Permaculture site created by the Oaxacan
Institute for Nature and Society (INSO), storing
water for irrigation and soil conservation



Participants at the Oaxacan water forum


Government official being held to account

Stretching Scarce Water Into a Public Commons

It’s a mighty challenge to ensure that a growing city has enough drinking water when it’s bone dry 8 months a year. The Atoyac River flows the length of the Oaxaca valley – it was the source of life for the great Zapotec city of Monte Alban and one of the earliest agricultural civilizations on earth. Today it’s a stinky trickle, its riparian banks a garbage dump.

The Oaxacan Institute for Nature and Society (INSO) has taken on the challenge of returning the Atoyac watershed to its splendor. This is a gargantuan task of local democracy, negotiating interests of upstream indigenous villages, beer bottlers, municipal water authorities, environmentalists and water consumers – just to name a few principal “stakeholders”.

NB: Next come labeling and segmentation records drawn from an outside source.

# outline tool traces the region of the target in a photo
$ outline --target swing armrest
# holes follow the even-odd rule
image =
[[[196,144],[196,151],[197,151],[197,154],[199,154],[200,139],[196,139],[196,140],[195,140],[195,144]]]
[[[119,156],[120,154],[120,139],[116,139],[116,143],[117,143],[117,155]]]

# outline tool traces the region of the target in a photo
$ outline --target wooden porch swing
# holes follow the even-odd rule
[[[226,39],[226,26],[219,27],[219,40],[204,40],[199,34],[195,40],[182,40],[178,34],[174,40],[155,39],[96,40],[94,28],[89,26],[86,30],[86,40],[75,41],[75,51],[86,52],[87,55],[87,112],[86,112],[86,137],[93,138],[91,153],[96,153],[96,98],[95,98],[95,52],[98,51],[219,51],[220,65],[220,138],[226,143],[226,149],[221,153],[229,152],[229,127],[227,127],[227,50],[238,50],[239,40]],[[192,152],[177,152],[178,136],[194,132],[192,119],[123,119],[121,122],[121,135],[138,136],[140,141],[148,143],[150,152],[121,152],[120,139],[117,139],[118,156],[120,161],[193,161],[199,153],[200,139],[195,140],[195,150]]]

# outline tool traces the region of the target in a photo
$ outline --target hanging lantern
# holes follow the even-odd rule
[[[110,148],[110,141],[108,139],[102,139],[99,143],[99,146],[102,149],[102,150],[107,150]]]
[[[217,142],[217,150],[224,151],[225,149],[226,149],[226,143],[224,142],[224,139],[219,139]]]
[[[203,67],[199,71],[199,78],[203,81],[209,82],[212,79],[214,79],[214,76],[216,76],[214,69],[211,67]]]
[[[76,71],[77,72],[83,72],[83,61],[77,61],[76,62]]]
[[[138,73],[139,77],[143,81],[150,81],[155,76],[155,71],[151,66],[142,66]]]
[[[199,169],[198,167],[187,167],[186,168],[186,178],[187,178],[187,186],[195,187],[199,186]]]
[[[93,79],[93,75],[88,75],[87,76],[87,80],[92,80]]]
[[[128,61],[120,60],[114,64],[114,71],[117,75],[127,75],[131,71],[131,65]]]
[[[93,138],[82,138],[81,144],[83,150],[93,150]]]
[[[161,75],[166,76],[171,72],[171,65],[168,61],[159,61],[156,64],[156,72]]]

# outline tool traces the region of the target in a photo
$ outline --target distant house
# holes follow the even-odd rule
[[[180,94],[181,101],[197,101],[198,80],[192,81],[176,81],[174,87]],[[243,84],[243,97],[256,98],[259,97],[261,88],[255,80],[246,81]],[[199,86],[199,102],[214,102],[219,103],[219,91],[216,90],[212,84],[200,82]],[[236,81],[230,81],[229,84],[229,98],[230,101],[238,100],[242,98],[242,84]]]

With some regularity, the INSO convenes these stakeholders in a public forum to discuss problems and solutions. Indigenous authorities describe pirate loggers felling trees on their communal lands, accelerating deforestation. Others complain of the ineptitude of government officials in prosecuting environmental crimes. And still others bemoan the ailing water infrastructure through which upwards of 60% of piped water is lost.

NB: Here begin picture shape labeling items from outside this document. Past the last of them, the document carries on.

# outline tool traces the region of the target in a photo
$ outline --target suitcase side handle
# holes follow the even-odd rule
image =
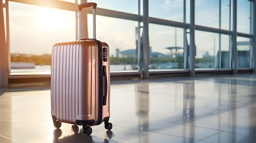
[[[77,6],[79,12],[79,39],[82,39],[82,18],[81,13],[83,8],[92,7],[92,26],[93,29],[93,39],[96,39],[96,7],[97,4],[94,2],[87,2],[80,4]]]
[[[103,105],[107,104],[107,95],[108,94],[108,79],[107,78],[107,68],[106,66],[103,66],[104,77],[104,96],[103,97]]]

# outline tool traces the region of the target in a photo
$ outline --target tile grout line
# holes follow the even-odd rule
[[[3,137],[3,138],[6,138],[6,139],[10,139],[10,140],[13,140],[13,139],[11,139],[11,138],[8,138],[8,137],[6,137],[6,136],[1,136],[1,135],[0,135],[0,136],[2,137]]]

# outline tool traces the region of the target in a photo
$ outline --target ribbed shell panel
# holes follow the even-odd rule
[[[80,42],[56,44],[52,52],[52,114],[61,122],[74,124],[78,114]]]

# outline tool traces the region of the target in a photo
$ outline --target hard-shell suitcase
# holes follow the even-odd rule
[[[78,6],[80,38],[82,9],[92,7],[93,39],[56,43],[52,56],[51,99],[54,126],[60,128],[61,122],[82,125],[88,135],[92,132],[90,126],[103,122],[106,129],[112,128],[109,123],[109,49],[106,43],[96,39],[97,5],[88,2]]]

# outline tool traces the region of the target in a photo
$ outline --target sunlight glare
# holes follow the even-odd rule
[[[63,31],[70,27],[72,23],[70,18],[61,12],[51,8],[38,11],[34,18],[37,26],[42,30],[47,31]]]

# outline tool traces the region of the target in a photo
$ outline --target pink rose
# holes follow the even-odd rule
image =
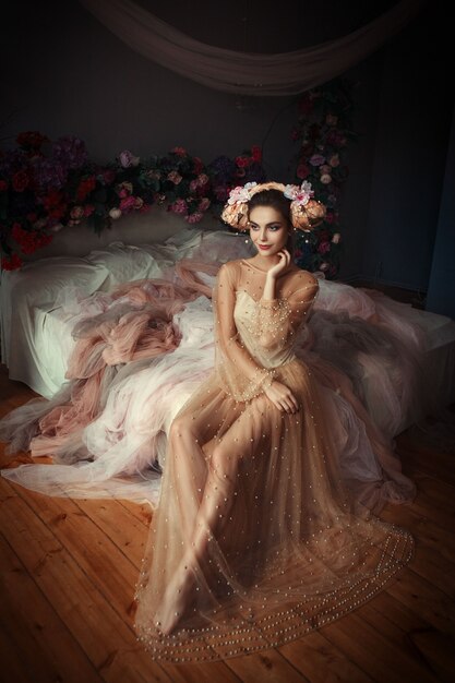
[[[205,173],[201,173],[200,176],[197,176],[196,181],[199,187],[206,185],[208,182],[208,176],[206,176]]]
[[[175,185],[178,185],[182,177],[177,171],[170,171],[170,173],[167,175],[167,179],[173,182]]]
[[[119,196],[129,196],[133,191],[133,185],[131,182],[121,182],[117,185],[117,194]]]
[[[307,166],[307,164],[299,164],[297,167],[297,178],[300,178],[300,180],[304,180],[306,178],[308,178],[308,176],[310,175],[310,168],[309,166]]]
[[[120,152],[119,160],[123,168],[130,168],[131,166],[137,166],[141,159],[139,156],[131,154],[129,149],[124,149]]]
[[[236,156],[236,164],[239,168],[247,168],[250,165],[250,159],[246,156]]]

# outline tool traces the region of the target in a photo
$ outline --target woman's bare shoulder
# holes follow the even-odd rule
[[[290,271],[289,280],[296,289],[301,289],[302,287],[319,287],[318,277],[313,275],[313,273],[310,273],[310,271],[303,271],[297,265]]]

A point on which they all agree is that water is a linchpin of our shared commons – resources shared by all for generations to come. Water is not a commodity to be sold for private gain. It is our creative puzzle to figure out how to create equitable community-led systems of water conservation and distribution. Folks at the forum wrestled with this challenge.

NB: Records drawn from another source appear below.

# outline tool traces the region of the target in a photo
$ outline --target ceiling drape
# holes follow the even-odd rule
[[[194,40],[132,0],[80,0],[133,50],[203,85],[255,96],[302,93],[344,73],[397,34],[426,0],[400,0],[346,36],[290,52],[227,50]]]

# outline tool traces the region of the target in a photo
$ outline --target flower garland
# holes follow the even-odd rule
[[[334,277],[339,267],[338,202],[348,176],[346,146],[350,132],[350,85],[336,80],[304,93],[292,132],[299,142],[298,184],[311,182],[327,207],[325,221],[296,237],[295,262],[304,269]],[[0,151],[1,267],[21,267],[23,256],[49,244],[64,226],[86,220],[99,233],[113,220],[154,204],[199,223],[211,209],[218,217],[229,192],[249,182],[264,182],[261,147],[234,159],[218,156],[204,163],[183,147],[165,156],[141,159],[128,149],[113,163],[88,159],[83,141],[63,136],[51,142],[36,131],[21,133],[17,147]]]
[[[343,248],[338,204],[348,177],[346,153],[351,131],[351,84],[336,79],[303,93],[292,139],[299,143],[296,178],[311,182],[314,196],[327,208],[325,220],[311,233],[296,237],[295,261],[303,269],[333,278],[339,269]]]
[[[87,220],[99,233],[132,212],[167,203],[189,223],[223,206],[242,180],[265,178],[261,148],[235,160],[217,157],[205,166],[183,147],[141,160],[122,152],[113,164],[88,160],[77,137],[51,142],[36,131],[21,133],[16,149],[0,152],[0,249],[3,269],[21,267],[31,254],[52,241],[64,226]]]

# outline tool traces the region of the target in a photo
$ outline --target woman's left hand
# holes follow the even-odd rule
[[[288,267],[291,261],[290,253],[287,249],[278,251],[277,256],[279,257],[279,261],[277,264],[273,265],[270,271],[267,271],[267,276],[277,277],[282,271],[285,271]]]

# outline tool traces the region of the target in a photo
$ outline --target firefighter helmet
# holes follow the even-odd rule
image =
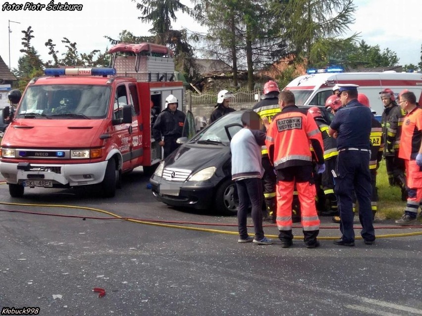
[[[368,97],[363,93],[358,93],[358,102],[361,104],[363,104],[367,107],[370,108],[369,104],[369,99]]]
[[[179,101],[177,101],[177,98],[174,96],[173,94],[170,94],[168,96],[165,98],[165,107],[169,104],[171,104],[172,103],[176,103],[176,107],[179,105]]]
[[[312,117],[314,119],[317,117],[322,117],[322,113],[321,113],[321,110],[317,106],[313,106],[309,108],[308,112],[311,113]]]
[[[13,104],[18,104],[21,97],[22,97],[22,93],[18,89],[10,90],[7,93],[7,98],[9,99],[10,103]]]
[[[394,96],[394,92],[393,92],[391,89],[386,88],[380,92],[379,94],[381,94],[381,97],[382,97],[382,96],[385,95],[386,96],[389,96],[391,101],[396,100],[396,97]]]
[[[278,86],[277,85],[277,83],[270,80],[265,85],[263,92],[264,94],[267,94],[270,92],[280,92],[280,89],[278,89]]]
[[[335,94],[330,95],[325,101],[325,108],[329,107],[334,111],[337,111],[341,107],[341,106],[340,98]]]

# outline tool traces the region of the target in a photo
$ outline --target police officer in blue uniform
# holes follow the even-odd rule
[[[357,100],[358,86],[338,86],[338,95],[344,106],[337,111],[328,130],[328,134],[337,138],[338,150],[334,192],[337,197],[342,235],[334,243],[355,245],[352,206],[354,189],[359,203],[361,235],[366,244],[371,245],[375,240],[369,169],[372,115],[369,107]]]

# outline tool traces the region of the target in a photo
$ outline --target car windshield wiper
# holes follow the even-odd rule
[[[60,114],[53,114],[52,116],[67,116],[69,117],[80,117],[87,120],[91,120],[91,118],[88,117],[85,114],[81,113],[61,113]]]
[[[215,139],[200,139],[196,141],[198,144],[222,144],[225,146],[225,144],[221,140],[216,140]]]
[[[19,114],[19,115],[23,115],[25,119],[35,119],[37,116],[41,116],[42,117],[45,117],[46,119],[49,119],[51,120],[52,118],[50,116],[46,114],[45,113],[21,113]]]

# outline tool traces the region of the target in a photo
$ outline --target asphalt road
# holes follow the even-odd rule
[[[2,203],[37,205],[0,206],[0,311],[33,307],[51,316],[422,315],[421,235],[380,238],[371,246],[357,240],[354,247],[321,238],[320,248],[308,249],[298,228],[291,248],[282,248],[278,240],[270,246],[239,244],[236,234],[137,222],[236,223],[235,217],[166,206],[153,198],[147,182],[142,168],[135,170],[108,199],[92,190],[43,188],[14,199],[7,185],[0,185]],[[139,220],[104,219],[111,217],[99,210]],[[321,218],[320,236],[339,235],[330,220]],[[393,229],[388,221],[376,225],[387,227],[377,230],[379,235],[422,231]],[[264,230],[278,233],[273,226]],[[105,296],[99,297],[95,287],[105,290]]]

The meeting was held in a permaculture demonstration site. Permaculture is a system design tool to:

look at a whole system or problem;
observe how the parts relate;
mend sick systems by applying ideas learnt from long-term sustainable working systems including agroecology;
see connections between key elements (parts).


Just below the open air meeting room was a tiny dam stretched across a deep and narrow gulch. The little reservoir offered water for irrigation at the same time as it increased the soil's water absorption and managed downstream flow to slow erosion caused by flash floods. It’s just this kind of local experimentation – within a regional political process – that will preserve water as a commons for all.